Simultaneously, I can feel the presence of an influential and very active internal family.
I hear their presence in so many things. I hear the painfully shy, intercity kid who still leans towards introversion and privacy. I hear the adolescent who, although still socially awkward, has stood before strangers singing and lecturing to rooms of his peers. I’m aware of the young adult who faced major turning points but listened to his restlessness towards creating change. Most importantly, I hear my two parents who never finished high school, who hadn’t owned their own house until their youngest child turned nine, who worked only to pay the bills and provide comforts for the family. I hear my cautious mother saying, “Pay your bills, then have fun.” I see my father’s gun lying on his dresser. I never once touched it but appreciated the courage it took to wear. And I can still hear my grandmother in her apron humming favorite hymns as she went about life seemingly comforted by her faith.

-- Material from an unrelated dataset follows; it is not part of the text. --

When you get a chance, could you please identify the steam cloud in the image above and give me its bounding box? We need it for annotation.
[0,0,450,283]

Although it might sound like an oxymoron, I am proud of my humility. I find great pleasure in many memories as well as the breadth of my entire life story. I know that my periods of anxiety, depression, or discontent have been the result of choices made and resolved by the responsibility and courage to make new ones. I know that my triggers were created over many years and are welcome to my conscious response. It is a blend of humble roots and career success, northern intellect and southern sensibilities, mother’s nerves and father’s work ethic. I like to see myself as normal. To me, being an existential psychotherapist lies in believing that we are all normal and in conveying this reality to my clients. There so many things we can’t control and we definitely cannot control the past. But here, right now, in this moment, we have choices. And if we fall flat with those choices, we will have more to make tomorrow.